SUMMARY OF THE INVENTION

[0014] It is known to treat psoriasis with a corticosteroid, normally dispersed in a pharmaceutically accepted vehicle/carrier that usually consists of an oil, lotion or cream and may contain a skin penetrating enhancer, and to cover the treatment area with an occlusive dressing. In accordance with the present invention, it has been found that inclusion of an additional ingredient, namely a moist, non-viscous, semi-solid gelatinous paste, in the treatment composition, substantially improves the results achieved.

[0015] The paste ingredient may contain specific active ingredients or simple materials such as oils, waxes and starch and also removes metabolic wastes and impurities.
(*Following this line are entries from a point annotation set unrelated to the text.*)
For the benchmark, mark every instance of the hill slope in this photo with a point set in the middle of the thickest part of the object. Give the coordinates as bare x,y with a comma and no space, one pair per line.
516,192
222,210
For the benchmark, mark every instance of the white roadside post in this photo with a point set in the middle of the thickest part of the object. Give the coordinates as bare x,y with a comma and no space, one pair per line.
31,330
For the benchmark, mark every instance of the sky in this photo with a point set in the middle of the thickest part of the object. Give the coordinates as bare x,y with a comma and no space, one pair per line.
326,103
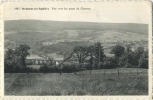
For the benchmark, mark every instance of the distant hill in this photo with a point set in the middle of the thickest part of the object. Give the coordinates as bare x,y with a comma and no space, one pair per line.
56,36
38,25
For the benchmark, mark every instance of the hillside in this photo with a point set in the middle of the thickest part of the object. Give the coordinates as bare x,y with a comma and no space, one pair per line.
54,36
38,25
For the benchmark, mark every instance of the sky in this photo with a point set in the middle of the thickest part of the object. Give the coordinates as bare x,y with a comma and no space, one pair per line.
112,12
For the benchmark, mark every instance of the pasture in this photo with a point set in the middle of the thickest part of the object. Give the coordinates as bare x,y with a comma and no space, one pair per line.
128,82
As an essential requirement, the paste must not dissipate or completely absorb into the skin for a minimum of 48 hours with the use of an occlusive.

[0016] Thus, the present formulation is comprised of a corticosteroid, normally dispersed in a pharmaceutically accepted vehicle/carrier that usually consists of an oil, lotion or cream and may contain a skin penetrating enhancer, in combination with a paste having the above characteristics. These ingredients may be combined prior to application, or applied separately.

[0017] This composition is applied to the affected area, and covered with a non-permeable occlusive placed over the active lesion and remains for 72 to 96 hours and to be removed daily for dressing changes. The combination of the aforementioned components and their method of application are critical to the results.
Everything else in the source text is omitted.